The difference between the easy and the virtually impossible

I saw a very interesting tweet the other day.

If you have missed it, the AI Minecraft that this tweet refers to is this. It’s basically a neural network, trained on endless Minecraft gameplay footage on Youtube, and it generates a Minecraft video on-the-fly. However, there is no actual game engine running in the background. No update cycle, no database, no object persistence, no if-else conditions, nothing. 100% neural network. Similar to image generation models, but generating a somewhat coherent video stream.

Well. Generating video is impressive by itself. Models like SORA has achieved much better looking video generation obviously. However, in this case, the video is generated not only realtime, but also based on player input. That’s a huge difference ─ the player can actually interact with the video. The player can build, destroy, explore, fight, and so on. And the stream will react to the player’s actions.

And the reaction to this demo was… let’s say people were not impressed. at all. Most made fun of it and took it more as a joke.

This made me realize that it is really hard to explain why this demo is crazy impressive to someone without a basic understanding of what’s happening on a technical level.
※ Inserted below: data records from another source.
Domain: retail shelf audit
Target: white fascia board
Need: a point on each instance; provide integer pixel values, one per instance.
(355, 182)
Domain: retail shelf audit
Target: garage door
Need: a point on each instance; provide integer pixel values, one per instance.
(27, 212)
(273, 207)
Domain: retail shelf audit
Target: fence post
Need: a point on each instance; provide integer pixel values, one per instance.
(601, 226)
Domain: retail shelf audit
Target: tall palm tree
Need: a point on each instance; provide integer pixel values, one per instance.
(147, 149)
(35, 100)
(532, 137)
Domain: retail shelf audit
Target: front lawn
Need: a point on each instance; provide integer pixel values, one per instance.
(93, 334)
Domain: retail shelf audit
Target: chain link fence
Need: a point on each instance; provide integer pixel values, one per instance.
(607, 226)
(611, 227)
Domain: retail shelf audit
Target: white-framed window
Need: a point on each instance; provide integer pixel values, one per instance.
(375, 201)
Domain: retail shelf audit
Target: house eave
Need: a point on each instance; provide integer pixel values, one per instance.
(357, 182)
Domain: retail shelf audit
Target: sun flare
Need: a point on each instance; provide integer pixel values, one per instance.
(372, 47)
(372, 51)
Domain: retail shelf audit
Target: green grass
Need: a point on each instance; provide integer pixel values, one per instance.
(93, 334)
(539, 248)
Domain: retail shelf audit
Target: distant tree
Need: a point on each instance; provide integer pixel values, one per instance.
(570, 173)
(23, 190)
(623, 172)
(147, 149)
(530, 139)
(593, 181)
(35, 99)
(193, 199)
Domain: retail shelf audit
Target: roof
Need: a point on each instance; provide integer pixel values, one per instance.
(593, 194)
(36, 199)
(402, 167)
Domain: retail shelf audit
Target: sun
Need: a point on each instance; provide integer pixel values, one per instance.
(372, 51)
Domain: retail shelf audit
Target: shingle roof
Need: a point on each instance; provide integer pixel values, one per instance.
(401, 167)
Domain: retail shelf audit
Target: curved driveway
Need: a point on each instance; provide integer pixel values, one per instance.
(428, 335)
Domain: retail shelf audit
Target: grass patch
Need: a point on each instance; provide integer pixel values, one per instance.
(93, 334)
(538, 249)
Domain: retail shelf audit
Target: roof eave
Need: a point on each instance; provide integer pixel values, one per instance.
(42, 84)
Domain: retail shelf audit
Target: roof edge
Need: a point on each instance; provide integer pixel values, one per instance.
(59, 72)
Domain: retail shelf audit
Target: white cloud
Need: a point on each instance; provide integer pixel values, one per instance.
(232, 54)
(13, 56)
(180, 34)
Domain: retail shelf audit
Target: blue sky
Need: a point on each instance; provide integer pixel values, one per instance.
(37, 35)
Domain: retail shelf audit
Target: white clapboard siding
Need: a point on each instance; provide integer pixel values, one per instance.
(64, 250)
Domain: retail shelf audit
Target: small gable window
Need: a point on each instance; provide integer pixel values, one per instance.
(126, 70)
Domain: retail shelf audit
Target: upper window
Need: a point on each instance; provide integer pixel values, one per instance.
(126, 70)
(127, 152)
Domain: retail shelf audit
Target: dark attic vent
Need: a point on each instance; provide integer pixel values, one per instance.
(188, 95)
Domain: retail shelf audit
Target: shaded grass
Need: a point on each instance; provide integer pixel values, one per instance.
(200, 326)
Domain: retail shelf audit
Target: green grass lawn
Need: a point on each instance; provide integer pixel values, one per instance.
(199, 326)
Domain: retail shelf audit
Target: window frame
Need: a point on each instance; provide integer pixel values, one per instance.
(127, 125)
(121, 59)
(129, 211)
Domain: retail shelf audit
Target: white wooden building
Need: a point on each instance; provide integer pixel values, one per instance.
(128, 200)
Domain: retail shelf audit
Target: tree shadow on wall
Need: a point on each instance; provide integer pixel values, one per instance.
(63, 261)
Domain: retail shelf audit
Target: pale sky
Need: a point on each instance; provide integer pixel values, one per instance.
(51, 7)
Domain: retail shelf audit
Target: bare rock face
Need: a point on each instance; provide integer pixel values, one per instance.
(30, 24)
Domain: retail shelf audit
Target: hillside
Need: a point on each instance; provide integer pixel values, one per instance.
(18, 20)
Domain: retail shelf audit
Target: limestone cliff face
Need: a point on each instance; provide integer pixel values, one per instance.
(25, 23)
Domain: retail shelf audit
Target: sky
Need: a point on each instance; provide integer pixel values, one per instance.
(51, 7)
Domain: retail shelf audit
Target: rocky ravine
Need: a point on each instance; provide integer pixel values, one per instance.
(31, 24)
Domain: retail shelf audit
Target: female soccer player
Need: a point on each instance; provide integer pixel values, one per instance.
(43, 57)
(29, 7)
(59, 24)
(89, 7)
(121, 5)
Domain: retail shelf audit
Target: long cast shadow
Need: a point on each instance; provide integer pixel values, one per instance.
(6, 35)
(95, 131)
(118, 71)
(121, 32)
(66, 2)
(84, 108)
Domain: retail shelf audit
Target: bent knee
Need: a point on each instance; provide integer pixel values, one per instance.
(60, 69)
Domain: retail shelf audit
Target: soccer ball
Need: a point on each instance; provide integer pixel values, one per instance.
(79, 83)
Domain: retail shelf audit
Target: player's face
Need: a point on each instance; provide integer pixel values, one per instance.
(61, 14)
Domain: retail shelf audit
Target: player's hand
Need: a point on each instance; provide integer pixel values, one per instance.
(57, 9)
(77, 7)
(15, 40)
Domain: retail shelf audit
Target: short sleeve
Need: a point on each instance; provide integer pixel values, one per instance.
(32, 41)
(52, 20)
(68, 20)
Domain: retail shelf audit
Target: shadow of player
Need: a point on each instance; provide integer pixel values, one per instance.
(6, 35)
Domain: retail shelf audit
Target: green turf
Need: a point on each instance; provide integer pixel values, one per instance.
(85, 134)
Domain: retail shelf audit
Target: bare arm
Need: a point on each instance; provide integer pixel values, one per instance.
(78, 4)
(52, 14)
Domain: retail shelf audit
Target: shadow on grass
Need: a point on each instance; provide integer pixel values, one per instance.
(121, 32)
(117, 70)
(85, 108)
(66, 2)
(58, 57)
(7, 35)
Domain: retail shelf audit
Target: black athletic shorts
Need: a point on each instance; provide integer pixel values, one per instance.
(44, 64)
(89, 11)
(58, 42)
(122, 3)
Without that understanding, one is looking at a very very bad copy of Minecraft.

In CS, it can be hard to explain the difference between the easy and the virtually impossible.

Naturally, this reminds me the classic xkcd comic called tasks. Ironically, the second example here is also trivial today. But it is still hard to explain why.

Maybe this is the inevitable nature of groundbreaking technology - the better it works, the more it gets taken for granted. After all, most of us use smartphones every day without marveling at the fact that we’re carrying supercomputers in our pockets that would have been science fiction just a few decades ago.

The AI Minecraft demo might look unimpressive at first glance, but it represents something profound.

Perhaps in a few years, we’ll look back at this moment and realize it was one of those quiet breakthroughs that seemed underwhelming at the time, but actually marked the beginning of something revolutionary. Just like how that XKCD comic’s “impossible” task of determining whether a photo contains a bird is now a trivial exercise for modern AI.


Published: 2024-11-16